Yes, and in my own mind I wondered about the man who could create these plays which seemed so much about my own life. I was being driven mad by my own calendar maker, the Warden and the State of California. So of necessity I took up the mask of Beckett’s people: Watt and Murphy, Molloy and Malone and the Unnamable. In [Beckett’s] works I was to feel secure with the characters, perhaps, in many ways because they were so like the people of San Quentin: extensions of disconnection, decay and uncertainty. ‘Can it be we are not free? It might be worth looking into.’ Well in the end it was Beckett and not the Warden, who gave me my freedom, a freedom of mind if not of body. Yet the passing of time, the playing of games and the telling of stories was to continue.
So, in mid-1963, I decided to re-stage Krapp’s Last Tape. I had previously directed a production and one of my associates had directed one; so now I felt compelled to try acting Krapp. It was to be our third production in two years. San Quentin never had it so good, all that stroking of bananas before sex-hungry convicts, a Freudian tease. If Krapp, as I performed him at San Quentin, is a frustrated man, so was every convict in our audience. If Krapp seemed to reject his burden of past misery as being too heavy, so had these poor, bitter convicts! ‘All the dead vo
ices’, a line from Godot, seems to speak of the situation Krapp is in. He is trying to redeem time, the lost time, his past time; and so were the convicts. Krapp wants to recall a girl in a punt. And the convicts’ reality as audiences has never been as close to that same desire. The symbols were clear: those bananas, the girl in the punt, the lost time, the light and the dark, and the need to relive the past somehow. At San Quentin, my Krapp was in a trap; but then so was the audience.

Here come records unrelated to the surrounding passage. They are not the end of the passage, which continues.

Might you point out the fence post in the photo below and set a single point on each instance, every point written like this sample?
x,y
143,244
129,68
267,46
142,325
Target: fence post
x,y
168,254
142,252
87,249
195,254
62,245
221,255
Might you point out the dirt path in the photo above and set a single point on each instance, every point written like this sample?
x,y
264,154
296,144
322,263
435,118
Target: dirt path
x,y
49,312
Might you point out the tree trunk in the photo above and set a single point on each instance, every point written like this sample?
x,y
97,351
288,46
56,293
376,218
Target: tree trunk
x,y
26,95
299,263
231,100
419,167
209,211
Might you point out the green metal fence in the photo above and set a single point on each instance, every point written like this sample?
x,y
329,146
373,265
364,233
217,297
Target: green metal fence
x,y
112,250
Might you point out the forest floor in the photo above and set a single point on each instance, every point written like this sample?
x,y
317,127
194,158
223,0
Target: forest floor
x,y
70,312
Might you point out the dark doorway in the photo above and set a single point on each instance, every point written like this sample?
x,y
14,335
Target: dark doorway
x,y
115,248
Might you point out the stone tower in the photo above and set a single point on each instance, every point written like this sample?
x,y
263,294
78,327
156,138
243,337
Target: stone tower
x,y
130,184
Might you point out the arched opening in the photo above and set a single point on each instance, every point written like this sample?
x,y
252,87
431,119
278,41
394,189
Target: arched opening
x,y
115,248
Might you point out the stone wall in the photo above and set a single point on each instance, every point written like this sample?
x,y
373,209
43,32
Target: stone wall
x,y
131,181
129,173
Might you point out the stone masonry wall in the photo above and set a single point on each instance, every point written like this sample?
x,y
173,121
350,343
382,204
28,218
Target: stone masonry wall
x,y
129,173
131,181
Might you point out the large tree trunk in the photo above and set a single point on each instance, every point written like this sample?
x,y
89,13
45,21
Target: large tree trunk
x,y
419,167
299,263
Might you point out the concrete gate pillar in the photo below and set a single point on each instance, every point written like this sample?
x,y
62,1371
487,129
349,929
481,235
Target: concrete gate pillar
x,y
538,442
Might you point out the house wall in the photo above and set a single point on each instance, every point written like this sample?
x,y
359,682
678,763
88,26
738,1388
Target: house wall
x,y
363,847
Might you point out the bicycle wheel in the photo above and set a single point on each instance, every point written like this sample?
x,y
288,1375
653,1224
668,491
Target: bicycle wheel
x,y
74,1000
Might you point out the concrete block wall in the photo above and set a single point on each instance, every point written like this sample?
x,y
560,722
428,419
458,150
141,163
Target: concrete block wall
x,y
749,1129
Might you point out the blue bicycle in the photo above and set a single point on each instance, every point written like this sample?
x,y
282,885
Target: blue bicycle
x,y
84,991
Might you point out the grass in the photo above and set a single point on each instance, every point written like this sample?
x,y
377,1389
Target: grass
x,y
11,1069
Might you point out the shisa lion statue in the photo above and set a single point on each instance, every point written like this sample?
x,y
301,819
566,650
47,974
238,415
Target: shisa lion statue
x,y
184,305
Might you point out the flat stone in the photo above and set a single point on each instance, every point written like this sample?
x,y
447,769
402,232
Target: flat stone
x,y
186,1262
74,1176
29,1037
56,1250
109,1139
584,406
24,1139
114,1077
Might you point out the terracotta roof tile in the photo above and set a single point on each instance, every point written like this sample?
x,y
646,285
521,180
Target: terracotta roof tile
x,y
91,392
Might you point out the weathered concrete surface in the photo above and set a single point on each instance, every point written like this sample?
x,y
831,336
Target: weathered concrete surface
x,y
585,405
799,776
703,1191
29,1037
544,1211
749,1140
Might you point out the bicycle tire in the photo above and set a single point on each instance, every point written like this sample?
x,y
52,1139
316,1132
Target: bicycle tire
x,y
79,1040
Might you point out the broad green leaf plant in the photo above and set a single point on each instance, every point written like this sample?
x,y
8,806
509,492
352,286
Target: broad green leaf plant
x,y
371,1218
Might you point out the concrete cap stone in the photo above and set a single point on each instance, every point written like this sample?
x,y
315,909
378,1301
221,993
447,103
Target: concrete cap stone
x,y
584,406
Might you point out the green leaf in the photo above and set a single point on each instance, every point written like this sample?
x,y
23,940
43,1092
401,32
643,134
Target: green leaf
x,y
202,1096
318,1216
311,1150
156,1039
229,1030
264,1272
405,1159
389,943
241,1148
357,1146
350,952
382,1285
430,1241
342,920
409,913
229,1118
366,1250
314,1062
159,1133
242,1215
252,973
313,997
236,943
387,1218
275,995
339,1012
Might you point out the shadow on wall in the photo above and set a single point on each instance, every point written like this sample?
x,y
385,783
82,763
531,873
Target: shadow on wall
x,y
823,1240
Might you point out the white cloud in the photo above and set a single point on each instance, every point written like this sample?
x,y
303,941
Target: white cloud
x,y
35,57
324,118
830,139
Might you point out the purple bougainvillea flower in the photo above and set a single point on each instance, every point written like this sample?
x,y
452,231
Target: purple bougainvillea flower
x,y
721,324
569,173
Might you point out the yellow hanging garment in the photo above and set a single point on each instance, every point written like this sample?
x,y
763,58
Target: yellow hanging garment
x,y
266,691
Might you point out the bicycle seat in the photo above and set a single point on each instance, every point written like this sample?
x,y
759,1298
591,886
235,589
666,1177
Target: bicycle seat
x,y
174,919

The truth is I never had the slightest notion I would ever meet Samuel Beckett, Yet I knew the man or felt that I did. When eventually I was to realize my parole, I decided to come to Europe and, quite by chance, met Beckett in Paris. It was the beginning of a long and lasting friendship; one which in due course would bring me into greater artistic contact with Beckett the director. The road from San Quentin to Paris was a long hard one for me, but the rewards have never been more worthwhile.